Я киваю, потому что не могу выговорить «да». В горле застрял комок размером с теннисный мяч — так много немой надежды слышится в этом коротком слове. Если Дима просит прощения, значит смог и меня простить. Почему-то сейчас я в этом не сомневаюсь.

— Ладно, не буду тебя больше задерживать, — он меняет тон на непринужденный и с улыбкой кивает на стоящие вдоль стены пакеты. — Что там на этот раз? Утка?

— Курица, — не сумев выдавить ответную улыбку, сиплю я.

Дима не дает мне взять пакеты, и сам доносит их до квартиры.

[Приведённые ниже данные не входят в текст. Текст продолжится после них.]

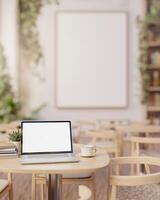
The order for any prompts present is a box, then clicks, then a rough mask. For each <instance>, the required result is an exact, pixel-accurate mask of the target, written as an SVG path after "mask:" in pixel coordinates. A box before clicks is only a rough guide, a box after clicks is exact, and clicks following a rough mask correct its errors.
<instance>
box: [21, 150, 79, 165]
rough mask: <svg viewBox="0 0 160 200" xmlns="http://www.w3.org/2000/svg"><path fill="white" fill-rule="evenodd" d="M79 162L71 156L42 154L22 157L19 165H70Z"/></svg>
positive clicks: (69, 153)
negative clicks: (54, 163) (28, 164)
mask: <svg viewBox="0 0 160 200" xmlns="http://www.w3.org/2000/svg"><path fill="white" fill-rule="evenodd" d="M72 162H79V158H78V157H77V156H76V155H75V154H73V153H68V154H56V155H55V154H42V155H22V156H21V164H24V165H25V164H43V163H47V164H49V163H72Z"/></svg>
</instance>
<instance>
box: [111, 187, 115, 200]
mask: <svg viewBox="0 0 160 200" xmlns="http://www.w3.org/2000/svg"><path fill="white" fill-rule="evenodd" d="M110 200H116V186H115V185H112V188H111V197H110Z"/></svg>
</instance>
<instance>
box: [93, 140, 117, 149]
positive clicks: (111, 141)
mask: <svg viewBox="0 0 160 200" xmlns="http://www.w3.org/2000/svg"><path fill="white" fill-rule="evenodd" d="M96 147H98V148H111V147H114V144H113V142H112V141H97V142H96Z"/></svg>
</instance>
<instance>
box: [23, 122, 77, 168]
mask: <svg viewBox="0 0 160 200" xmlns="http://www.w3.org/2000/svg"><path fill="white" fill-rule="evenodd" d="M21 128H22V140H21V146H22V147H21V163H22V164H36V163H37V164H39V163H63V162H78V161H79V158H78V157H76V155H75V154H74V153H73V143H72V131H71V122H70V121H22V122H21Z"/></svg>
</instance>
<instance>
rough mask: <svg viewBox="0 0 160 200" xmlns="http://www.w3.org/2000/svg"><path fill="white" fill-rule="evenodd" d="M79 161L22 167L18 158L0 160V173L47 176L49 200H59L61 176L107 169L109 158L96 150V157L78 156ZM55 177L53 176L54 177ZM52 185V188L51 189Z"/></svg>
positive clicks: (107, 156) (79, 155)
mask: <svg viewBox="0 0 160 200" xmlns="http://www.w3.org/2000/svg"><path fill="white" fill-rule="evenodd" d="M78 156H79V158H80V161H79V162H76V163H56V164H52V163H51V164H30V165H29V164H28V165H22V164H21V162H20V158H5V159H2V158H1V159H0V172H10V173H24V174H33V173H34V174H49V195H48V199H49V200H53V199H54V200H60V199H61V187H62V185H61V178H62V174H67V173H68V174H73V173H83V172H96V171H97V170H99V169H102V168H105V167H107V165H108V164H109V157H108V155H107V154H106V153H103V152H99V151H98V150H97V153H96V156H94V157H91V158H83V157H80V155H79V154H78ZM54 175H55V176H54ZM53 185H54V187H53Z"/></svg>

Возле двери мнется, будто хочет сказать что-то или спросить, но в итоге, махнув рукой, быстрым шагом уходит к лифту.

Глава 43

Очутившись в квартире, я еще долго не могу заставить себя сесть, расхаживая из угла в угол. Голова взрывается, в груди тянет, нервы натянуты до предела. Я дважды набирала Адилю, но его телефон будто в издевку продолжает молчать.

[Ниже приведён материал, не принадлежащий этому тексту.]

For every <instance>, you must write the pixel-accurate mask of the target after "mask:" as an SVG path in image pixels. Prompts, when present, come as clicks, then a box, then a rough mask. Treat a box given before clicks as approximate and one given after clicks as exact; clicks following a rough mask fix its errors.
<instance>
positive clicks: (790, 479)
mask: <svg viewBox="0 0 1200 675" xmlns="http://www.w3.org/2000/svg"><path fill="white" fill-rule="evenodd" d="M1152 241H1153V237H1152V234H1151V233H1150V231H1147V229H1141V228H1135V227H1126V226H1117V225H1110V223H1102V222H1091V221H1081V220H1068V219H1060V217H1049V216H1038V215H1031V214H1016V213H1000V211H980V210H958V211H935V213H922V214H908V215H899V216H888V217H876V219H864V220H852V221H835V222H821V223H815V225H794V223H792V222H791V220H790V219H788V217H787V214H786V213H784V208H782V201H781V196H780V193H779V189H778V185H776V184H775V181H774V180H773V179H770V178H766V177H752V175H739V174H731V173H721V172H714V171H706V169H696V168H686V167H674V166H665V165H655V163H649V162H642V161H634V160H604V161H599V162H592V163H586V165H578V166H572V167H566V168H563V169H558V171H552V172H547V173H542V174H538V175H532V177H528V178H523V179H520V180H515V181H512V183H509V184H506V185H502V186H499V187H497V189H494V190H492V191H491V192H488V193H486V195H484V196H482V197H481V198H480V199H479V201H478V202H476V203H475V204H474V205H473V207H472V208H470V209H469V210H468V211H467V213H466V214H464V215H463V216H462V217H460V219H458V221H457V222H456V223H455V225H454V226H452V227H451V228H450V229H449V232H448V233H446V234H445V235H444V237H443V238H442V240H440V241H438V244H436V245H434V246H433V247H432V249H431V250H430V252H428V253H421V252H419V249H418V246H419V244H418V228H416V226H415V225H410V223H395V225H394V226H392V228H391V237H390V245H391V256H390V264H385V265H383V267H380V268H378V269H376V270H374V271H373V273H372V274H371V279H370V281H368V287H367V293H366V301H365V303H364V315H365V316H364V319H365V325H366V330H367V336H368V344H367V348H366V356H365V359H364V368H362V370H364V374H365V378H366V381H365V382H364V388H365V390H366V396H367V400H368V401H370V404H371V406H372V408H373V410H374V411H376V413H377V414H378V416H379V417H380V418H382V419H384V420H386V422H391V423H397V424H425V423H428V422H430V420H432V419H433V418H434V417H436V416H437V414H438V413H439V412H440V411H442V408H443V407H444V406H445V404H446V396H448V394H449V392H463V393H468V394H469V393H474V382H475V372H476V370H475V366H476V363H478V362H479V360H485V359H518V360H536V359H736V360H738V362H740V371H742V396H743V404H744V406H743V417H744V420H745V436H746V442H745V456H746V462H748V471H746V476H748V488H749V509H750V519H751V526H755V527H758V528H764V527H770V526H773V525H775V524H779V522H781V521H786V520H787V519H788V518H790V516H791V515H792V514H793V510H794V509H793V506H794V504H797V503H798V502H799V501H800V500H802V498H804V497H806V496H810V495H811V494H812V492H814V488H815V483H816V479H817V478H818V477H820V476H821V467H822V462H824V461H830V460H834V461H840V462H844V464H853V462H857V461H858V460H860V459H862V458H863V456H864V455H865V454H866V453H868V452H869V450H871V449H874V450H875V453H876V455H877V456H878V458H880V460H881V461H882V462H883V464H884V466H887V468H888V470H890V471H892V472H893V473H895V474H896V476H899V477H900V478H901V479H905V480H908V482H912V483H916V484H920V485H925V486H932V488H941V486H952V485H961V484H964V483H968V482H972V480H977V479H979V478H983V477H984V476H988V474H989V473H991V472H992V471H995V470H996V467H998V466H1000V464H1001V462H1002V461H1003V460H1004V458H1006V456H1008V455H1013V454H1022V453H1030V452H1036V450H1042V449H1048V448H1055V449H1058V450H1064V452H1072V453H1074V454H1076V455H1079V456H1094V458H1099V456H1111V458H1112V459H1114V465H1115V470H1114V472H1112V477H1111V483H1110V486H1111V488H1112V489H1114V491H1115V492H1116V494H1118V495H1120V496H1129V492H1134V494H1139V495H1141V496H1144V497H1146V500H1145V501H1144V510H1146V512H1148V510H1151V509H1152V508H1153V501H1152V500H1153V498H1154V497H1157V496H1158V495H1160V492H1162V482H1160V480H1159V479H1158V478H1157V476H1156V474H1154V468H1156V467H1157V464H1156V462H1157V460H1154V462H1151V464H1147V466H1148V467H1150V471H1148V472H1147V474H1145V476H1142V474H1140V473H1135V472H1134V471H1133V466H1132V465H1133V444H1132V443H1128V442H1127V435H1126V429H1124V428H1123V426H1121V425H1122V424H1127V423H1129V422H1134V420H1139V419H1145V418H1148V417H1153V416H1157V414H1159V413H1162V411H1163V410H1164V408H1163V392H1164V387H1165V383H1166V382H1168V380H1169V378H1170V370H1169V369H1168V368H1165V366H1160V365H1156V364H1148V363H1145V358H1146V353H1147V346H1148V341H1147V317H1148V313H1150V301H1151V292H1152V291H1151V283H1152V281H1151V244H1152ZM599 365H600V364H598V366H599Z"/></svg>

На что он рассчитывал, когда избивал Диму? Думал, я не узнаю? А если бы он в полицию пошел и заявление написал? Сотрясение мозга — это ни черта не шутки! И я ведь просила его. Просила! Выходит, мои слова для него пустой звук?

Меня будто перенесли в прошлое, когда я вот так же, поскуливая от злости и бессилия, ждала Адиля после очередной разборки с ментами. Он — та самая горка, которая несла меня шестилетнюю вниз, до крови сдирая кожу на теле. Стихия, не поддающаяся контролю. Непредсказуемый, всегда поступающий лишь так, как угодно ему.

Господи, да возьми ты трубку, — в отчаянии цежу я, в очередной раз вдавливая палец в контакт с его номером.

Это отдельный вид пытки — быть настолько на взводе и не иметь возможности прояснить ситуации. Где он, черт возьми? Сказал, что будет у матери. Тоже солгал? Поехал еще кому-то бить морду? Или трахается со своей стриптизершей?

Влетев на кухню, я залпом осушаю стакан воды и наконец заставляю себя сесть. Хватит пороть горячку. Веду себя как девятнадцатилетняя взбалмошная Даша. Надо постараться успокоиться и дождаться, пока Адиль перезвонит. «Если он конечно снова не сбежал из города, — ехидничает писклявый голосок.

Усилием воли я заставляю себя запихнуть мамины гостинцы в холодильник, а после иду умываться. Звук льющейся воды немного отрезвляет, и мысли сами собой перетекают к Диме. Все-таки я не ошиблась: он хороший человек. Даже в груди теплеет оттого, что годы дружбы и все хорошее, что было в наших отношениях, не оказалось перечеркнутым чередой взаимных ошибок. Мы оба нашли силы попросить за них прощения и остаться людьми.